You would probably learn the divisibility rules for 2, 3, 4, 5, 6, 8, and 9 in school. But what about the divisibility rule for 7? Well, the divisibility rule for 7 is quite simple, and quite interesting. All you have to do is take off the last digit of the number, multiply it by 2, and subtract that from the rest of the number. Here’s an example: Say you want to know if 469 is divisible by 7. If 469 is divisible by 7, then 46 – 2×9 must also be divisible by 7, and 46 – 18 = 28. Since 28 is divisible by 7, 469 is divisible by 7. That’s a quick way to check divisibility without having to do long division. Here’s another example: You want to know if 999999 is divisible by 7. If 999999 is divisible by 7, then 99999 – 2×9 = 99981 must be divisible by 7, and if 99981 is divisible by 7, then 9998 – 2×1 = 9996 must be divisible by 7, and if 9996 is divisible by 7, then 999 – 2×6 = 987 must be divisible by 7, and if 987 is divisible by 7, 98 – 2×7 = 84 must be divisible by 7, and we know that 84 is divisible by 7. Therefore, 999999 is divisible by 7.

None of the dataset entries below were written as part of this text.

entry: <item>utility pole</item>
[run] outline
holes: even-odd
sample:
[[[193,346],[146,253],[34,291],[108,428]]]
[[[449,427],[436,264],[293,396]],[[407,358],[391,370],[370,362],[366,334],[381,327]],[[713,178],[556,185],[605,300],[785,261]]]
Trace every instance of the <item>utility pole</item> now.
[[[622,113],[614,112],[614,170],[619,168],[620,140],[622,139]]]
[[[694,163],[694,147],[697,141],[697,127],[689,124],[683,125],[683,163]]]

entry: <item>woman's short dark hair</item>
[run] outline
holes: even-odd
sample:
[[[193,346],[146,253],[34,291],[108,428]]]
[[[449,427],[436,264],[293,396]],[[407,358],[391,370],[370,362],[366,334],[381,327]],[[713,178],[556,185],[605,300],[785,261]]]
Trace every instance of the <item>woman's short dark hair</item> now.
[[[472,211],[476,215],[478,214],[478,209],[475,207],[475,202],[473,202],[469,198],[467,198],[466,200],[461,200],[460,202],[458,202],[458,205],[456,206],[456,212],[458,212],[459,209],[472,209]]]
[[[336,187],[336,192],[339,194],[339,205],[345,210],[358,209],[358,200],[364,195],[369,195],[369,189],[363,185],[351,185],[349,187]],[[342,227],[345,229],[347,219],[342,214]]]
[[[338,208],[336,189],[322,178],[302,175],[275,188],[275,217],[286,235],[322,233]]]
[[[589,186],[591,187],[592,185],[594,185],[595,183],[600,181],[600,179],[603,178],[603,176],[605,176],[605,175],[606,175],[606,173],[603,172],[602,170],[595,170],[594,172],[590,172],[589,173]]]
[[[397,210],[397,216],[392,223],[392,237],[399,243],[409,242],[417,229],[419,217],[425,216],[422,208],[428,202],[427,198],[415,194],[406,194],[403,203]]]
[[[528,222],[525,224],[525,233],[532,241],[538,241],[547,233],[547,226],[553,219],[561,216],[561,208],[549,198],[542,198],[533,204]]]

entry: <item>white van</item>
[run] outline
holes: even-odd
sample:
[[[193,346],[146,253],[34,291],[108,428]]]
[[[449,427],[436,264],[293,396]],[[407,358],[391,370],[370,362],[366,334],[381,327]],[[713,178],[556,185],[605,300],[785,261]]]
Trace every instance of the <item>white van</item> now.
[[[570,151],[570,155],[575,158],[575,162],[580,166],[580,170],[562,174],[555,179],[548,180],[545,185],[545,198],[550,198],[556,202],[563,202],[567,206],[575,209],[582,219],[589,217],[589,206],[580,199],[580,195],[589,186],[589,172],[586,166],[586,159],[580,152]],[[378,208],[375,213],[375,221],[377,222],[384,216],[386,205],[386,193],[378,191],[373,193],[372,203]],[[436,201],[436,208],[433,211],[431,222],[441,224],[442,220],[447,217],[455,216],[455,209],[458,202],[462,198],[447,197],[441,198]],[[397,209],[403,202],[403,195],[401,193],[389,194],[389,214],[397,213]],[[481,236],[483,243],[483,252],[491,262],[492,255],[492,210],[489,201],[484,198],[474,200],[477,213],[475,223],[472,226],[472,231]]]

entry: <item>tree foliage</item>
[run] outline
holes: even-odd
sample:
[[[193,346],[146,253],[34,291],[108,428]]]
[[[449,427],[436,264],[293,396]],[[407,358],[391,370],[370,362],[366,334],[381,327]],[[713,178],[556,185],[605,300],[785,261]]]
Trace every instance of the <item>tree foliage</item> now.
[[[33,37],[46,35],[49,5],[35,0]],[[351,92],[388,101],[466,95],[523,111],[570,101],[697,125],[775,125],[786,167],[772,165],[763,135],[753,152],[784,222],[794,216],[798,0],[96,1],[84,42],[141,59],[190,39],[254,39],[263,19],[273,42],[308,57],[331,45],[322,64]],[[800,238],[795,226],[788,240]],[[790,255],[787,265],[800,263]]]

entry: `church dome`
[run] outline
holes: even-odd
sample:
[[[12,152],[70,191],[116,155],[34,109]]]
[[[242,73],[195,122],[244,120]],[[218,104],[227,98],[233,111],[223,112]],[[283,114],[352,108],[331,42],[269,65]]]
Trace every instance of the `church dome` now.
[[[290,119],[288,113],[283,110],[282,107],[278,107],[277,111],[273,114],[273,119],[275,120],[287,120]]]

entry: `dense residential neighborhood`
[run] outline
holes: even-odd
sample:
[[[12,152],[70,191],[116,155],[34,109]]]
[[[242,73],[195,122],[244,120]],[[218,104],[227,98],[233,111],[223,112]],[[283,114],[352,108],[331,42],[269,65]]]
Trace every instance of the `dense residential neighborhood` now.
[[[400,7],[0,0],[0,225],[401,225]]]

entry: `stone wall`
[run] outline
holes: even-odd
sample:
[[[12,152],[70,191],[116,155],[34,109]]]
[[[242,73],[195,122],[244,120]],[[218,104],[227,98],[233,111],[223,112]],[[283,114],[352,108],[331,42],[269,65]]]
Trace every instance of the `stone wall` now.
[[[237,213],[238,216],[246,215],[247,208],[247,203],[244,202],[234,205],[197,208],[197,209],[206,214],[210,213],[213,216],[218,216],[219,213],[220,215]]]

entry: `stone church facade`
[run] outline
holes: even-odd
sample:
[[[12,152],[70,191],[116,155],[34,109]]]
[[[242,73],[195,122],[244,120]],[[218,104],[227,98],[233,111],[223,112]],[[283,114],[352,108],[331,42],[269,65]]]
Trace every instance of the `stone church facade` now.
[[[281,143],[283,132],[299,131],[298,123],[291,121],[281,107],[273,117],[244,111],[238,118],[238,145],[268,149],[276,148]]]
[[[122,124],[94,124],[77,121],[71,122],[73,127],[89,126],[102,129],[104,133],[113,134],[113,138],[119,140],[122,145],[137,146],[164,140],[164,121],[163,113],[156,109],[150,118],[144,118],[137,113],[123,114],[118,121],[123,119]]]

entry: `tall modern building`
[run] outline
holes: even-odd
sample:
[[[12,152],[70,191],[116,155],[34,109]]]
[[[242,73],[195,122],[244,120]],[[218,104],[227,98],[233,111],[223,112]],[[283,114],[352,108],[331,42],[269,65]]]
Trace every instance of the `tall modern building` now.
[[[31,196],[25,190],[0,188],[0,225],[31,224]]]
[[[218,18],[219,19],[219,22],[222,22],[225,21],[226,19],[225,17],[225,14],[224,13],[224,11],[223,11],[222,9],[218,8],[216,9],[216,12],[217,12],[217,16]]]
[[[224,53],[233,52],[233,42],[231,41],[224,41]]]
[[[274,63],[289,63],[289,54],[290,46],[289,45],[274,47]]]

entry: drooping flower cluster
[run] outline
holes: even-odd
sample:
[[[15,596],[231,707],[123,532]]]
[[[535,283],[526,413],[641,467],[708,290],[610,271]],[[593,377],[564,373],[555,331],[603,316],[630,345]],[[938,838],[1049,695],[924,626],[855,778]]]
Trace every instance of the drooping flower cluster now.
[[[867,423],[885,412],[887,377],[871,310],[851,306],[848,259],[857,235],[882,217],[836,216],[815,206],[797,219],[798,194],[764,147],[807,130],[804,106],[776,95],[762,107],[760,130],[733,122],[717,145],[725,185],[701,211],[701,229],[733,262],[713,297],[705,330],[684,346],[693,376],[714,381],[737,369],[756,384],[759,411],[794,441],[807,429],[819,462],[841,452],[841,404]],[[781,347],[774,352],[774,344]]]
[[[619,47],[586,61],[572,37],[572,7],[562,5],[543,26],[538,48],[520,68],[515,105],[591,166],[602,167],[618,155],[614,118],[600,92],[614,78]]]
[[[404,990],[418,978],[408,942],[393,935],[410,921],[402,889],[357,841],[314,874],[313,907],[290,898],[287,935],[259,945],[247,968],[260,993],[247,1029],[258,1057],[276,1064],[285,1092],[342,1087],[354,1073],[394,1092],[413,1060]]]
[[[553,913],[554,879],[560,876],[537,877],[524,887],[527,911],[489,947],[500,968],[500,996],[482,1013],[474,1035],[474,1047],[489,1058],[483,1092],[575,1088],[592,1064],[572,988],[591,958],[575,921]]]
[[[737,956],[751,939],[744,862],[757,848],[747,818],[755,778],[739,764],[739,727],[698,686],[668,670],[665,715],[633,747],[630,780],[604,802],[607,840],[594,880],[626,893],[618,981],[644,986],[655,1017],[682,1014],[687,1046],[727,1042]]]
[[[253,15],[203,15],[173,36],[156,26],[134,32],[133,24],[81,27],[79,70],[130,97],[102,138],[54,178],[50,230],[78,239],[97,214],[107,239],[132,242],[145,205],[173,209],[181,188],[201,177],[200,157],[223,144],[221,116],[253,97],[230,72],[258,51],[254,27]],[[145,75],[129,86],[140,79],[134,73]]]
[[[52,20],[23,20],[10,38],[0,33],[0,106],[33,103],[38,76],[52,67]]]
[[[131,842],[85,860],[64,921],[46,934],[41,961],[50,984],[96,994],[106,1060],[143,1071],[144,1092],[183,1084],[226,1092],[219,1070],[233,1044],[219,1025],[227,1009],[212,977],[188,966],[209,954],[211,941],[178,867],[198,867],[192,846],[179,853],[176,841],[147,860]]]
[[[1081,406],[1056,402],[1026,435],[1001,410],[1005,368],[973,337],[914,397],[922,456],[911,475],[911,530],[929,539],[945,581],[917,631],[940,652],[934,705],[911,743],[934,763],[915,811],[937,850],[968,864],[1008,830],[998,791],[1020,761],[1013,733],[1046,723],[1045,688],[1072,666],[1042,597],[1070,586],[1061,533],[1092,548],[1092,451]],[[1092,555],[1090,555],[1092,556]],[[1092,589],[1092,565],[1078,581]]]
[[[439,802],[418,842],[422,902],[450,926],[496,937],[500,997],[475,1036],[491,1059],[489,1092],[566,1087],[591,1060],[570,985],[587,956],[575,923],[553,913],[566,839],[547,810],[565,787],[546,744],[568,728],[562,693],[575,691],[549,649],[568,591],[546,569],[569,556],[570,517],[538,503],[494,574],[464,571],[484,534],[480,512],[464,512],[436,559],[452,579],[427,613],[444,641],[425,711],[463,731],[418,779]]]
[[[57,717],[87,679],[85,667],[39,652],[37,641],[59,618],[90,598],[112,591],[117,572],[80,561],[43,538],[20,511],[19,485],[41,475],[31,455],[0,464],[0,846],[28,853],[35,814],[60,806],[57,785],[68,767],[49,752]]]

This trick can be generalized to different numbers. For the mathematical minded: If you want to prove if a number 10X + Y is divisible by P, where X is a positive integer, and Y is an integer from 0 to 9 inclusive, and find a K such that 10K + 1 is divisible by P, then X – KY must also be divisible by P.

In layman’s terms: You know that the divisibility rule for 7 involves subtracting 2 times the last digit from the other digits. A similar trick can be applied to other odd numbers. The reason why the last digit is multiplied by 2 is because 21 is the least multiple of 7 that ends in a 1. The divisibility rule for 13 is similar, but you would have to subtract 9 times the second digit from the other digits, as 91 is the least multiple of 13 ending in a 1, and for 17, you would multiply the last digit by 5, as 51 is the least multiple of 17 ending in a 1.

Are you suspicious? I don’t blame you, but see for yourself. Multiply 17 by a large number on a calculator, and try the trick on the large number. For example, you can try 83521. 8352 – 5×1 = 8347, 834 – 5×7 = 799, 79 – 9×5 = 34, and 34 is divisible by 17, so 83521 must also be divisible by 17.

You can do this with any odd ending in 1, 3, 7, or 9, as all odds ending in these numbers will eventually have a multiple ending in 1. Try to find the divisibility rule for 97. Scroll down to see the answer when you find it.

Answer: Subtract 29 times the second digit from the first.